George MacDonald Fraser was preeminently the author of the series of twelve historical novels featuring the Victorian blackguard Harry Flashman. Fraser plucked Flashman from the pages of Tom Brown’s Schooldays where he is the bully who is expelled after he is found in a drunken stupor. Fraser pretended to be the editor of a massive body of recently discovered papers recounting Flashman’s martial and amatory exploits from the late 1830’s to the early years of the twentieth century.
The Flashman papers were supposedly hidden in a tea chest in 1915 by Flashman’s ashamed family where, in an astounding variation of the Boswell papers, they laid undiscovered for 50 years. Beginning with Flashman in 1969, Fraser presented himself as the editor of the Flashman papers, turning his meticulous historical research into a series of very funny comic novels of monumental politcal incorrectness.

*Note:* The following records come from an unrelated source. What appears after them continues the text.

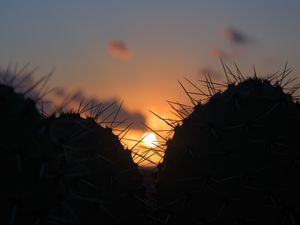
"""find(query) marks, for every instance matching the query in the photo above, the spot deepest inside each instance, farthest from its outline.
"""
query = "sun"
(149, 140)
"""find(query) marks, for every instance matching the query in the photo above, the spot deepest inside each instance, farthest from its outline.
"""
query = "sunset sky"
(136, 51)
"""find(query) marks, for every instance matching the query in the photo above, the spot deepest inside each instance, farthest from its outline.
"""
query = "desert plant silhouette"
(62, 168)
(234, 159)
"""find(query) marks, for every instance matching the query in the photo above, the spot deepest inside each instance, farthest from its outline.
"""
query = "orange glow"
(149, 140)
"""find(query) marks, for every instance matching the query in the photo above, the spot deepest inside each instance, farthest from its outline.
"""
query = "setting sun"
(149, 140)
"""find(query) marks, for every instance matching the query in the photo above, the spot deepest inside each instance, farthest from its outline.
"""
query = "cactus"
(235, 158)
(63, 169)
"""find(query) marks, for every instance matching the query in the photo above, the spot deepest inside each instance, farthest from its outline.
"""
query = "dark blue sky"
(164, 40)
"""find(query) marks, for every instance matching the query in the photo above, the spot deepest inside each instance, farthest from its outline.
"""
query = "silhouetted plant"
(234, 158)
(63, 168)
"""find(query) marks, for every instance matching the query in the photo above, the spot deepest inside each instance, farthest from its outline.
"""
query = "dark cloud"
(217, 52)
(235, 36)
(119, 49)
(209, 71)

Fraser died this week at the age of 82. The Telegraph obituary tells the story of the Flashman novels. In a companion piece, Harry Mount explains that Fraser was no Flashman. Anthony Lejeune’s NR review of Fraser’s 1995 Flashman outing suggests why Flashman will survive his chronicler:
As often happens in a long series, the central character has matured, even mellowed. Indeed some critics complain that Flashman has become less an anti-hero than a true hero. He still runs away from danger when he can, still seduces, or is seduced by, every beddable woman, still lies, flatters, and cajoles without scruple. But while the Angst-ridden protagonists of most modern fiction could scarcely fight their way out of a recycled paper-bag, there is something to admire in a man so ruthlessly skilled at survival, so capable of getting all those women into bed, so wary and so shrewd.